Windowsをめぐる最大の不満の1つは、ユーザーが望んでいるほどセキュアではないということだ。AppleのMac OS Xは、セキュリティに関しては評価が高い。こういった声に応え、MicrosoftはWindowsの信頼性とセキュリティの強化に力を入れた。一方、Appleもユーザーの安全を守るべく、Mac OS Xのセキュリティ機能を改善した。セキュリティは両社の重要な戦場になっているのだ。その結果は、両プラットフォームで優れたセキュリティが実現されることにほかならない。
MicrosoftがWindows Vistaを提供していたとき、多くのPCベンダーは同OSに不満を抱いていた。ユーザーがVista搭載PCを買わなかったのだ。この状況に対処するため、ベンダー各社はWindows XPを使い続けたいというユーザーに「ダウングレード権」を提供することを決めた。新しいWindows OSに合わせてハードウェアの最適化を促すだけの魅力がVistaにはなかったのだ。しかしWindows 7に対しては、ベンダー各社が大きな期待を寄せている。このため、各社はAppleの美学に果敢に対抗する製品のデザインにエネルギーを集中することができそうだ。これは、Windows 7とSnow Leopardが死闘を繰り広げる中で、ユーザーはより洗練されたデザインのハードウェアを期待できることを意味する。

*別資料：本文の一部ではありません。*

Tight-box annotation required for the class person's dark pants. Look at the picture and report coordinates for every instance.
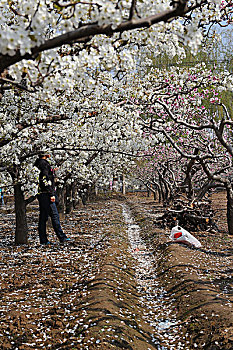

MicrosoftはVistaに関連した同社の弱点を理解した。その弱点のせいで、Appleが大成果を上げた「Mac君とパソコン君」CMキャンペーンでもMicrosoftは敗北を喫した。歴史を繰り返させまいと、MicrosoftはVistaで特に目立った問題点(ドライバサポートの不備、煩わしいユーザーアカウントコントロールなど)をWindows 7で解消した。同社はその過程で、Windowsを有望なOSに仕立て上げることに成功した。この点でもAppleに感謝すべきだ。
MicrosoftあるいはAppleのどちらかがOS市場で独り勝ちの状態であれば、ソフトウェアデザインのイノベーションの必要性が少なくなるだろう。圧倒的優位にある側が現状を維持することで満足するからだ。しかしAppleがMicrosoftにプレッシャーをかけてきたおかげで、Microsoftは積極的にリスクを冒すようになった。また、斬新なアイデアに巨額の資金を投入するのもいとわなくなった。Windows 7に組み込まれたWindows XPモードはその好例だ。Appleの“手助け”がなければ、Windows 7がここまで来られたかどうかは疑問だ。
MicrosoftとAppleが戦いを繰り広げることで、企業にもメリットがある。両社は企業市場の価値を認識しており、この分野で成功することがいかに重要であるかを理解している。両社は今後、さらにアグレッシブに企業市場をターゲットにする可能性がある。企業のPC購入担当者にとってはうれしい限りだ。
MicrosoftとAppleの戦いがもたらすメリットとして、1つだけ確かなことがある。それは、両社とも将来に投資しようとしていることだ。両社は、コンピューティング市場の支配をめぐる戦いが今後も続き、革命的な製品がすべてを一変させることを知っている。また、競争相手に付け入れられる隙を与えると厄介なことになる恐れがあることも知っている。今後、ソフトウェアデザインにおける大幅な改善とイノベーションが期待できそうだ。そして、それによって最大の恩恵に浴するのはユーザーだ。